I like to do a water-only fast for about ten days a couple times a year to clean out the cancerous and other useless matter that accumulates in the body.  I may also drink weak herb tea, no additives, for something hot. There are many benefits from fasting, such as it gives the digestive system a well-deserved rest as would have happened often for our prehistoric ancestors.

BTW: Juice drinking is not true fasting, though it may provide similar benefits if the juices are from low-sugar green vegetable sources.  Otherwise the benefits are much less since juice is still feeding the body, and just making digestion faster.

Our bodies are beautifully adapted to store extra food as fat to be used in times of scarcity and famine.  Since few of us in the western world  have times of famine, I believe it does the body a good deed to give it an approximation of what nature evolved it to do. Now we mostly store, and few really use up the stored excess. Fasting was commonly used in pre-modern times for all sorts of ills, and in the east is still used. Also, left to their own devices, animals who are ill or injured will not eat. We had an elderly cat savaged by a dog who lay down in a corner for four days, didn’t eat and rarely drank, then got up and went his way for several more years.

Most people are fearful, and those fears rise to the surface quickly around fasting, despite the fact that virtually everyone can fast 30-40 days (shipwreck victims a case in point), as long as the water our bodies require is consumed.

I have fasted 30 days and never felt better after the first 2-3 days while the body shifts from normal food burning to fat burning.
The first couple of days I tend to feel pretty good, though foggy while my body makes the shift to ketosis. Throughout a fast it is important to drink lots of water, a couple quarts is ideal;  I prefer mineral water, and add a light dash of salt once or twice a day to help ward off headaches or light-headedness.  I also work, walk for exercise, and keep to a fairly normal schedule. I do like a day in bed for the first day only because I love a day in bed, and it keeps me away from the kitchen.

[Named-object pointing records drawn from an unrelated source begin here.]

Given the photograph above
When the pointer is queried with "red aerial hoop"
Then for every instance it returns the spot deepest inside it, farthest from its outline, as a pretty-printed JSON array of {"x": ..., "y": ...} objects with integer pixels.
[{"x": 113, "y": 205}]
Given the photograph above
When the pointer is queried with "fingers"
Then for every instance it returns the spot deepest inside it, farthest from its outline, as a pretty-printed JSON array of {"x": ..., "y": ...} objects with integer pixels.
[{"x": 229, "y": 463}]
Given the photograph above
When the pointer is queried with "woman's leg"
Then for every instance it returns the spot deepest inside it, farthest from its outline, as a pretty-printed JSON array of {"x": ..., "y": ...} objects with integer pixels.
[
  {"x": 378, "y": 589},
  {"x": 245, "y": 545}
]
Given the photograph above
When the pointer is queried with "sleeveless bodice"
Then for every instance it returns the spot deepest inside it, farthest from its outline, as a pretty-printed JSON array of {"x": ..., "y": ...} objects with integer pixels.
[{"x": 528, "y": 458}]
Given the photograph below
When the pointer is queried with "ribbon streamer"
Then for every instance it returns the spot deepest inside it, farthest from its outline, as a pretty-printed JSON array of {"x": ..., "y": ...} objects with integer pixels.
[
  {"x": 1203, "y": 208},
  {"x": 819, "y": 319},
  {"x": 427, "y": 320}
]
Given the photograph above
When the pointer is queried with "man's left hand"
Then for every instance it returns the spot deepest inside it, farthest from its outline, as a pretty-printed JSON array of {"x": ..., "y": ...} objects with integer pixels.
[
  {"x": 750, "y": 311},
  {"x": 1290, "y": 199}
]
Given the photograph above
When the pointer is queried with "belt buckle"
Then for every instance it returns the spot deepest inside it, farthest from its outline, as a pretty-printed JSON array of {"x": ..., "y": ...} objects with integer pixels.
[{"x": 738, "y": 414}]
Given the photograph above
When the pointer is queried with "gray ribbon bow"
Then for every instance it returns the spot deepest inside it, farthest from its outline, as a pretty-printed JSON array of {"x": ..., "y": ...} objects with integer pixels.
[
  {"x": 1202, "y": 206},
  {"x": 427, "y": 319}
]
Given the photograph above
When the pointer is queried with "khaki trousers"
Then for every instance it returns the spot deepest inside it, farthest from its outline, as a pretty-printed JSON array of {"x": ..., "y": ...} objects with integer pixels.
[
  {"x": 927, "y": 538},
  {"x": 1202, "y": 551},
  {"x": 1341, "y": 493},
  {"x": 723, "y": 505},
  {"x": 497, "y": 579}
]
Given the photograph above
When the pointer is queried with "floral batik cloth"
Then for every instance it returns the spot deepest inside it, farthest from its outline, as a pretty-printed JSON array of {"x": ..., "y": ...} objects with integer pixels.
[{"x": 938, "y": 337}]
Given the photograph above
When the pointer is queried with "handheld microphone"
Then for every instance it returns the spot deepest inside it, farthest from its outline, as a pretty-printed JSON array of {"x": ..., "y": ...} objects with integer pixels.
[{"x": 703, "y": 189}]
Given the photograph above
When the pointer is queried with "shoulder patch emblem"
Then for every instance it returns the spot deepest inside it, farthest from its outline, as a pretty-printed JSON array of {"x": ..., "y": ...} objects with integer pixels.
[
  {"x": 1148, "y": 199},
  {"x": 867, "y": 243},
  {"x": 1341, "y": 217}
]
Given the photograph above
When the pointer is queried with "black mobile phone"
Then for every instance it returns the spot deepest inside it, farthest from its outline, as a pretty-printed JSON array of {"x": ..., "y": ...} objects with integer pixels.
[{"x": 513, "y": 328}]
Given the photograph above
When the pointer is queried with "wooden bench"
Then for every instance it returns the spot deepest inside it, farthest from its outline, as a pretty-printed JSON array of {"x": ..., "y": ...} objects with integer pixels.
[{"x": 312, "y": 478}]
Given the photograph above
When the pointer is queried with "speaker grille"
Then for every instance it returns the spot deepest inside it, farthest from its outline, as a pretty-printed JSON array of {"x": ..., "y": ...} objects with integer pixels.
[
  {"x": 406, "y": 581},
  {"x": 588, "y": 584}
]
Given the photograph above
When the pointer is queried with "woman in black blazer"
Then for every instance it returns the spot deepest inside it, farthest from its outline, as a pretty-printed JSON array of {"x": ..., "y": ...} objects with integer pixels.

If a person takes medicines or has health problems then it is good to ask a doctor to supervise the fast, which I did for my long fast, which most will do especially if you tell them it is a spiritual discipline as many religions incorporate fasting in this way. I just want the regular clean-out, and appreciate the sharpening of my senses.

I find my mind especially alert as did the famous writer Upton Sinclair at the beginning of the 20th Century. Since I have a lot of writing to get done just now I look forward to the help that fasting provides.

Fasting is easier if you don’t have to cook for others, but I have done fasts while providing for others, so going into a fast with a good mindset around what your goals are helps.

I will update daily for this fast to show my progress.

Yours in health,

Nan aka Sugarbaby

Note:  I’m not a medical doctor and to cover my backside I must remind any reader that you should not undertake a fast if you have any physical concerns like pregnancy, weight-loss disorder, or are in a doctor’s care, are not an adult, –or suffer from plain stupidity.